Como si de volver el agua en vino se tratara, la conferencia episcopal española no deja de manifestar su inequívoco apoyo a las palabras renovadoras del papa. En los tiempos de Juan Pablo II o de Ratzinger, siempre fue una institución caracterizada por su apoyo al conservadurismo de la iglesia católica. Si de moral sexual se hablaba, tocaba alinearse con las manifestaciones oficiales, bajo la excusa de que así era la “doctrina”. Lo más “rompedor” que se podía escuchar era la denuncia de las injusticias y las desigualdades del capitalismo. Hoy más de uno se frota los ojos al ver a los mismos que acusaron al gobierno de destrozar la familia al apoyar el matrimonio homosexual decir abiertamente que las declaraciones del nuevo papa son y deben ser respetadas. La autocrítica que en tiempos andaba bastante escondida aflora hoy, mientras que los temas en los que la iglesia chocaba con la sociedad se diluyen. Transustanciación similar a la que se observa en algunas tribunas de prensa: opinadores y expertos que hasta hace unos meses traban con sarcasmo todo lo relacionado con el catolicismo, saludan abiertamente la llegada del nuevo papa y se convierten incluso en voceros de su mensaje. Como diciendo: “ahora sí”. Ésta es la buena.

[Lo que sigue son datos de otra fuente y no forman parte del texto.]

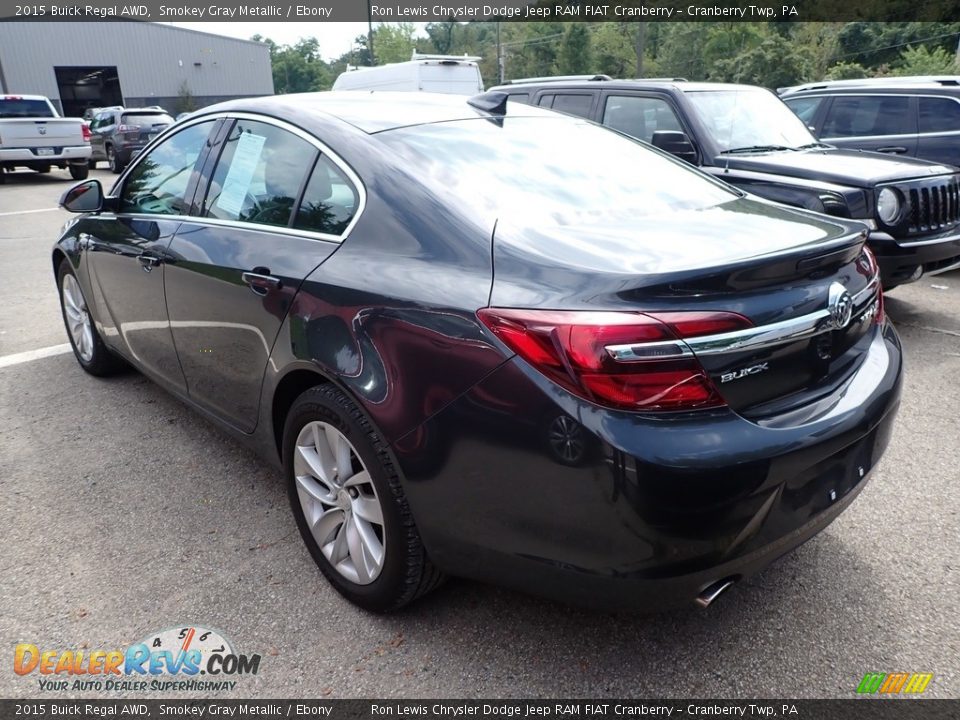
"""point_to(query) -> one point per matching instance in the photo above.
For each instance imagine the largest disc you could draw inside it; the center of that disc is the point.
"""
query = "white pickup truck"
(34, 136)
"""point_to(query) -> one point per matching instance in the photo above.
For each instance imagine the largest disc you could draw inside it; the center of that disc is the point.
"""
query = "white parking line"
(27, 212)
(17, 358)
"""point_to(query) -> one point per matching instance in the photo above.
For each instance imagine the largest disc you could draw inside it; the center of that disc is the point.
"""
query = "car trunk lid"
(803, 281)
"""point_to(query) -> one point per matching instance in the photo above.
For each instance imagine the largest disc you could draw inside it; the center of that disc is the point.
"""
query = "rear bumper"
(31, 156)
(900, 259)
(657, 508)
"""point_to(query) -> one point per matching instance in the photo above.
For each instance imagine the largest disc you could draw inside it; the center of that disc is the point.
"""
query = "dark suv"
(117, 133)
(901, 116)
(747, 137)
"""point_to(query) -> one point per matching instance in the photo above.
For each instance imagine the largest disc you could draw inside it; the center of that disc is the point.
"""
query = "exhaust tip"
(713, 591)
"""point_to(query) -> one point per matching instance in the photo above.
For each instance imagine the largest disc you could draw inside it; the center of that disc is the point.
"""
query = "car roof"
(17, 96)
(372, 111)
(907, 88)
(902, 84)
(641, 84)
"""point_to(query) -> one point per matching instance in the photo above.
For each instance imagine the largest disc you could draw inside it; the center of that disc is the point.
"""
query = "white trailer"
(449, 74)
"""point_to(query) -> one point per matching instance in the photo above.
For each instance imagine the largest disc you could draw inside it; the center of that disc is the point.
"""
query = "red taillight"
(630, 361)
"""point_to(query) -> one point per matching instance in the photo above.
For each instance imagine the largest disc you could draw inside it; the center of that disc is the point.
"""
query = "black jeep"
(747, 137)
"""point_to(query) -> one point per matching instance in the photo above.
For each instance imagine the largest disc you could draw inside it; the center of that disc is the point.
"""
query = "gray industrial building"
(93, 64)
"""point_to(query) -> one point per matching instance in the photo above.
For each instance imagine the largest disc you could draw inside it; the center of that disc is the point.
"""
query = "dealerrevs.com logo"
(185, 658)
(894, 683)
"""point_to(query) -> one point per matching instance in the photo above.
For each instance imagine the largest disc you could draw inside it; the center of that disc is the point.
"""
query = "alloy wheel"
(78, 318)
(339, 502)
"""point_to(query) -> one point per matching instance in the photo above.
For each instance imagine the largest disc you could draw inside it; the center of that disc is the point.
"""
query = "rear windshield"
(551, 170)
(10, 107)
(145, 119)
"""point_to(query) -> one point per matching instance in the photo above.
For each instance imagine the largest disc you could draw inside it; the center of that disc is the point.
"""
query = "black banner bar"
(478, 10)
(863, 708)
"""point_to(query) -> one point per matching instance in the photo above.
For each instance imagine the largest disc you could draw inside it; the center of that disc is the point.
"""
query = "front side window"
(158, 183)
(868, 115)
(744, 120)
(259, 174)
(329, 202)
(805, 108)
(639, 117)
(939, 115)
(578, 105)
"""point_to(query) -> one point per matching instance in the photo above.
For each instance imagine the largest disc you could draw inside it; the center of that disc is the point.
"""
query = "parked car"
(34, 136)
(90, 113)
(118, 134)
(745, 136)
(450, 74)
(382, 294)
(900, 116)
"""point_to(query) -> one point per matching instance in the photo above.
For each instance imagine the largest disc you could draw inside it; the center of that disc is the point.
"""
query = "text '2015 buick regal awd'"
(505, 345)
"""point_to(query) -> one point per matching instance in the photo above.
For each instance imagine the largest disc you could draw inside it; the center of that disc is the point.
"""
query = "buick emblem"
(839, 305)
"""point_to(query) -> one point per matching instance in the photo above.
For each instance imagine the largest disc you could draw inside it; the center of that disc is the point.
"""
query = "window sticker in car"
(242, 167)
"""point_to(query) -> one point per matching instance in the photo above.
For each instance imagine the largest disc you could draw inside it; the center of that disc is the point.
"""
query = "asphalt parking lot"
(124, 513)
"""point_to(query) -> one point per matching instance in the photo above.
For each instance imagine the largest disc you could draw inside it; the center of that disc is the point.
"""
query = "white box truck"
(449, 74)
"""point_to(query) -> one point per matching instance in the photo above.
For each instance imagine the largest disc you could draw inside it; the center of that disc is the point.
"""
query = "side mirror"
(83, 197)
(676, 143)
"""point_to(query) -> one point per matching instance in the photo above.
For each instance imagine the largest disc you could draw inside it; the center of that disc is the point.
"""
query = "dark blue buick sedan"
(507, 345)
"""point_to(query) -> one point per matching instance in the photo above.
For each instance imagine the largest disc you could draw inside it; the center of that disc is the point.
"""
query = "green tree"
(922, 60)
(575, 51)
(613, 49)
(774, 63)
(846, 71)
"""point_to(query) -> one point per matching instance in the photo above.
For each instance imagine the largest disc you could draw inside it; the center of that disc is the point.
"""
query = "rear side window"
(939, 115)
(805, 108)
(639, 117)
(158, 183)
(867, 115)
(578, 105)
(259, 174)
(145, 119)
(11, 107)
(329, 202)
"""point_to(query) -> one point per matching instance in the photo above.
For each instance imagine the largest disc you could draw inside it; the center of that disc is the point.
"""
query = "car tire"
(360, 530)
(88, 347)
(113, 161)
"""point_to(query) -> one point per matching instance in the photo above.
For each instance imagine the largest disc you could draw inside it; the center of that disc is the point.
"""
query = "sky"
(335, 38)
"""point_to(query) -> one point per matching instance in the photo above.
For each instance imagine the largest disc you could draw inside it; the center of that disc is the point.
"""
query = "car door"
(882, 123)
(571, 102)
(96, 136)
(939, 137)
(809, 109)
(126, 251)
(276, 206)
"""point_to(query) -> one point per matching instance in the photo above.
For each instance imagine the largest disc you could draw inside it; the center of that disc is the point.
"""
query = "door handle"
(261, 282)
(148, 262)
(86, 242)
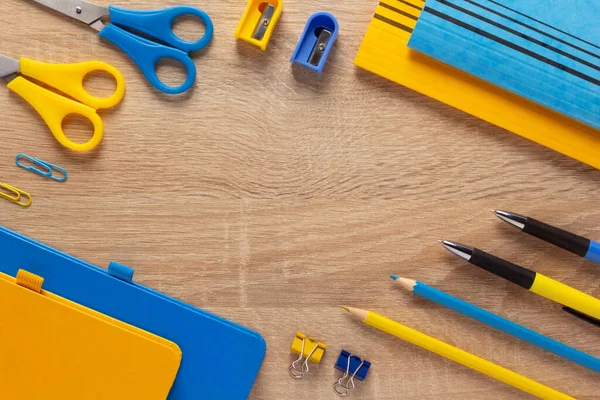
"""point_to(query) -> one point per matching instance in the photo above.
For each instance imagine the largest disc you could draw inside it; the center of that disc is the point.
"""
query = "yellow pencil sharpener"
(258, 22)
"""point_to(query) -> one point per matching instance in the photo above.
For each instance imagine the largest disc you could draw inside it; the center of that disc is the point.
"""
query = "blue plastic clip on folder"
(547, 51)
(220, 359)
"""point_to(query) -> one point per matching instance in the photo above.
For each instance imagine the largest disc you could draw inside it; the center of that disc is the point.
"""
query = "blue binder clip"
(316, 41)
(353, 368)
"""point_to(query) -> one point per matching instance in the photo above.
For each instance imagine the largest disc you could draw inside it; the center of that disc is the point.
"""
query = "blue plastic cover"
(547, 51)
(220, 358)
(315, 24)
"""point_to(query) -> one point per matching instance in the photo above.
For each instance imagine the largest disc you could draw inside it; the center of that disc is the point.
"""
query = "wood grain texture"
(270, 196)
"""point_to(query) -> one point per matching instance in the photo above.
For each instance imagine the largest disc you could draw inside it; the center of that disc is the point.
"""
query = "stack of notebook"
(529, 66)
(71, 331)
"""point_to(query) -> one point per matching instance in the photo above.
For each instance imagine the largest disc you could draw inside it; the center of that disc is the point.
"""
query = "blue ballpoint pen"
(579, 245)
(500, 323)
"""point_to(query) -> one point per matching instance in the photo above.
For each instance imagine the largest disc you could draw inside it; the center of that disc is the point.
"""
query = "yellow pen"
(583, 304)
(455, 354)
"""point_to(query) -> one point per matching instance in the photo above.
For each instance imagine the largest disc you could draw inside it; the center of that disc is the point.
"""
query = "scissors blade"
(8, 67)
(81, 10)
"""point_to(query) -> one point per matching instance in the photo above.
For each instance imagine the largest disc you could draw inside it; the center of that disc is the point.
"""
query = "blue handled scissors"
(155, 24)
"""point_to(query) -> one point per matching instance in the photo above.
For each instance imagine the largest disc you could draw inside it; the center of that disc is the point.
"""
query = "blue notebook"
(547, 51)
(220, 359)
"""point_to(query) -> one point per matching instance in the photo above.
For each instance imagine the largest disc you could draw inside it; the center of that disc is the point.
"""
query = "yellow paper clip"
(307, 349)
(258, 22)
(15, 195)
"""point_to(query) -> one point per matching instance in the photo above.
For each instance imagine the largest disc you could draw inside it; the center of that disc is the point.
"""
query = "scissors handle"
(158, 24)
(146, 54)
(68, 78)
(53, 108)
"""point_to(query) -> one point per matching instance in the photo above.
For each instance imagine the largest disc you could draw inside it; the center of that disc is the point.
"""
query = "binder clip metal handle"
(293, 369)
(353, 368)
(299, 346)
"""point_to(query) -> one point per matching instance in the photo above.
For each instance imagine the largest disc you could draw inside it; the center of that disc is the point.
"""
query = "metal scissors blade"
(8, 66)
(84, 11)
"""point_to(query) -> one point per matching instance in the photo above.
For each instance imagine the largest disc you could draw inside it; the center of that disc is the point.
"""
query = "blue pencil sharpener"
(316, 41)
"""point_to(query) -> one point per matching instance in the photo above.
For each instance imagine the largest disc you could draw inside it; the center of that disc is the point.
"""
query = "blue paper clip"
(353, 368)
(316, 41)
(47, 171)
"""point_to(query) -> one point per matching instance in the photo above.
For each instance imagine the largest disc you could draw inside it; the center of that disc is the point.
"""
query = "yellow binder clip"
(15, 195)
(307, 349)
(258, 22)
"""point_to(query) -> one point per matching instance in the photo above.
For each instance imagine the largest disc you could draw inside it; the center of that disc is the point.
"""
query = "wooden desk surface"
(270, 197)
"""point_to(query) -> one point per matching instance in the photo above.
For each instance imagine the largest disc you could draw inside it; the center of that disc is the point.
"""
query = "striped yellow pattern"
(384, 52)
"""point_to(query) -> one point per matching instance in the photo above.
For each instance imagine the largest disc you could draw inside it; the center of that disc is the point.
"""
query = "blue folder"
(220, 358)
(547, 51)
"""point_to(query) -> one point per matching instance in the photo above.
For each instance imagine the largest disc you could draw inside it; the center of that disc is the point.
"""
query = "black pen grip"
(521, 276)
(558, 237)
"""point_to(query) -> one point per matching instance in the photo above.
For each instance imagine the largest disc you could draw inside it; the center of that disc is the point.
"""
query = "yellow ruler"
(384, 52)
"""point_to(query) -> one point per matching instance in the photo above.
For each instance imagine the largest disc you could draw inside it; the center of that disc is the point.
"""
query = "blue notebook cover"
(547, 51)
(220, 358)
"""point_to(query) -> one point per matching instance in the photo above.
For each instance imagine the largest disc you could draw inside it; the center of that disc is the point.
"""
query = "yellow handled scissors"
(66, 79)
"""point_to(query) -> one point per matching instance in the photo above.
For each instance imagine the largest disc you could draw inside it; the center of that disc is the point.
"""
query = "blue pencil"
(502, 324)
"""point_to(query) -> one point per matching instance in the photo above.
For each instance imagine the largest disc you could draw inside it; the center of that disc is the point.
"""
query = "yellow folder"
(54, 349)
(384, 52)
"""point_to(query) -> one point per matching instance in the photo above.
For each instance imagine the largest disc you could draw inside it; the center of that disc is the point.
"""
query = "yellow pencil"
(455, 354)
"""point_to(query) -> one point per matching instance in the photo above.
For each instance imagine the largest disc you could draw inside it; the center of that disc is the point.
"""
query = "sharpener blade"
(320, 46)
(263, 23)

Visto con un poco de objetividad, la situación debería resultar vergonzante, tanto para unos como para otros. Y sobre todo, no debería conducirnos a engaño. Ni unos son tan “progres” ahora, ni los otros se han caído del caballo en una conversión meteórica. Más bien, la sensación es otra: ambos arriman el ascua a su sardina. No sé si sería preferible, pero al menos sí más coherente y honesto, el contar de partida con la oposición de la conferencia episcopal española a los aires de renovación que parecen soplas desde Roma. Otra cosa transmite la sensación de politiqueo y chaqueterismo: lo importante es estar cerca del poder, y si para eso hay que disfrazarse, pues se disfraza uno. Y lo mismo podría decirse de diarios que practican un laicismo intolerante y dogmático, y que con mucha frecuencia achacan a las religiones todos los males de la historia de la humanidad. La más mínima coherencia exigiría que mantengan su linea dura, y el que quiera comprarles sus ideas, que se las compre. Pero esta actitud paniaguada, de medias tintas puede provocar perplejidad en la sociedad.